A brigade of 70 police trekked through rugged bush to reach Maungapōhatu, Rua Kēnana's home.
The government had banned Māori healing and there were suggestions that Rua Kēnana opposed his men enlisting for World War I.
They had come to arrest him for sedition but, despite standing unarmed in front of the marae with his son Toko and one other man, an exchange of gunfire broke out.
Toko and the other man, Te Maipi, were killed and several others injured.
After a lengthy trial, Rua was found not guilty of sedition but guilty of resisting arrest. He was sentenced to one year of hard labour followed by 18 months imprisonment.
On his return to Maungapōhatu, he discovered the village - which once had about 1000 residents - largely abandoned and overgrown.
Kirituia Tumarae's father was one of Kenana's followers, and he told her the story of the arrest time and time again.
"He was 14 years old at that time, would have been about 50m away but hidden, and he saw everything that went down," she said.
"He said Rua told him to stay out of sight, do not get involved because they are coming for him."
Ms Tumarae said her people have lived with the pain of these events for over a generation.
"Three days and three nights they were held up, the women and children, in a house, they weren't allowed to go out to get clothing.
"In that time the police were actually raping, not just Rua's daughter, there were some others too."
Māori Development Minister Te Ururoa Flavell said he has been working with whānau on ways to address the wrongful imprisonment, the deaths and the destruction of the Maungapōhatu community.
"It's not necessarily an apology per se but certainly the notion of a statutory pardon" - Māori Development Minister Te Ururoa Flavell
"We've got things such as a statutory pardon, got [the] Royal Prerogative of Mercy.
"And we've been working with them to try to see where they want to land on, which pathway."
Recently Mr Flavell was part of a Crown contingent that apologised to the people of Parihaka for atrocities committed by government troops in 1881.

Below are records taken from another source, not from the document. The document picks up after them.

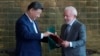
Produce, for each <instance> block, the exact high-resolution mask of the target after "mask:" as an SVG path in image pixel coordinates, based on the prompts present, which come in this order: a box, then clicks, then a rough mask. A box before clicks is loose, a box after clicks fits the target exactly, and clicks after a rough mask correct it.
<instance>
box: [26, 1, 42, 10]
mask: <svg viewBox="0 0 100 56" xmlns="http://www.w3.org/2000/svg"><path fill="white" fill-rule="evenodd" d="M32 8H33V9H34V10H37V9H41V10H43V6H42V4H40V3H39V2H32V3H30V4H29V6H28V8H27V10H30V9H32Z"/></svg>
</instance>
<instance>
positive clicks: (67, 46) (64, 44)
mask: <svg viewBox="0 0 100 56" xmlns="http://www.w3.org/2000/svg"><path fill="white" fill-rule="evenodd" d="M69 45H70V42H68V41H63V42H62V46H63V47H65V48H67V47H69Z"/></svg>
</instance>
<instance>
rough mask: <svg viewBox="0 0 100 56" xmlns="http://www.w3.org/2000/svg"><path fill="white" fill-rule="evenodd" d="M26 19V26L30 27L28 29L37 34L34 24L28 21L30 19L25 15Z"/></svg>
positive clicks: (25, 17)
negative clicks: (34, 29) (35, 29)
mask: <svg viewBox="0 0 100 56" xmlns="http://www.w3.org/2000/svg"><path fill="white" fill-rule="evenodd" d="M24 18H25V21H26V23H25V24H26V25H27V26H28V29H29V30H30V31H31V32H35V30H34V27H33V23H32V22H30V20H29V19H28V17H27V16H26V15H25V14H24Z"/></svg>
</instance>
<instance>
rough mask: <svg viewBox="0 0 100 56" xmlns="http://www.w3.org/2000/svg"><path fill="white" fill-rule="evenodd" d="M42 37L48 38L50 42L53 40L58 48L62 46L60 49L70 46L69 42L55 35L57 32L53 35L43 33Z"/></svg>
mask: <svg viewBox="0 0 100 56" xmlns="http://www.w3.org/2000/svg"><path fill="white" fill-rule="evenodd" d="M43 35H44V37H48V36H50V38H51V39H52V40H54V41H55V42H56V43H57V45H59V46H62V47H65V48H66V47H69V46H70V42H69V41H67V40H63V39H61V38H60V37H59V36H58V35H57V32H55V33H51V32H45V33H43Z"/></svg>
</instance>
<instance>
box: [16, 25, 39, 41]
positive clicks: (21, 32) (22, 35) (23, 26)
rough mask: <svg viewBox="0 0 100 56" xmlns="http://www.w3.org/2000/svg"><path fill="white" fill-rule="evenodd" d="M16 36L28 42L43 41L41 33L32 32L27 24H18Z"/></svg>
mask: <svg viewBox="0 0 100 56" xmlns="http://www.w3.org/2000/svg"><path fill="white" fill-rule="evenodd" d="M16 35H17V36H18V37H20V38H21V39H26V40H41V33H38V34H37V33H35V32H30V31H29V28H28V26H27V25H25V24H22V23H21V24H16Z"/></svg>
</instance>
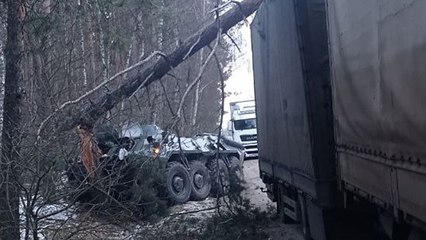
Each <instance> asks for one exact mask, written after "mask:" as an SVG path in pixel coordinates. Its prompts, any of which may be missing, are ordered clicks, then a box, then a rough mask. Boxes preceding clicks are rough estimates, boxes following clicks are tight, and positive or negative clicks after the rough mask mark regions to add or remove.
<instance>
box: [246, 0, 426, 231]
mask: <svg viewBox="0 0 426 240" xmlns="http://www.w3.org/2000/svg"><path fill="white" fill-rule="evenodd" d="M425 12H426V1H421V0H406V1H400V0H386V1H384V0H357V1H350V0H343V1H342V0H265V1H264V2H263V3H262V5H261V7H260V8H259V10H258V11H257V14H256V17H255V19H254V20H253V23H252V24H251V32H252V50H253V68H254V84H255V96H256V109H257V110H256V111H257V112H256V115H257V133H258V148H259V169H260V176H261V178H262V180H263V182H264V183H265V184H266V186H267V192H268V196H269V197H270V198H271V199H272V200H273V201H276V202H277V209H278V214H279V216H280V218H281V219H282V220H283V221H286V222H291V221H294V222H299V223H300V224H301V226H302V230H303V233H304V235H305V237H306V239H377V238H379V236H380V237H383V238H390V239H426V235H425V234H424V231H425V229H426V191H425V190H424V188H425V187H426V148H425V145H426V127H425V123H426V111H424V110H423V104H424V102H425V101H426V97H425V96H426V95H425V93H426V81H425V79H426V67H425V66H424V65H425V63H426V51H425V46H426V31H424V30H423V29H424V27H423V26H424V24H425V23H426V15H425V14H424V13H425Z"/></svg>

Mr Flavell said Parihaka and Maungapōhatu were different - but similar in the way whānau have suffered.
"It's not necessarily an apology per se but certainly the notion of a statutory pardon that can bring certain things with it.
"There's the elements of forgiveness, of reconciliation, restoration of mana."
Ms Tumarae said forgetting the past was not an option.
Following the storming of Maungapōhatu, Rua Kēnana changed her father's name to Rongokino, which represented the bad intentions of the police.
"So we could remember what happened at Maungapōhatu."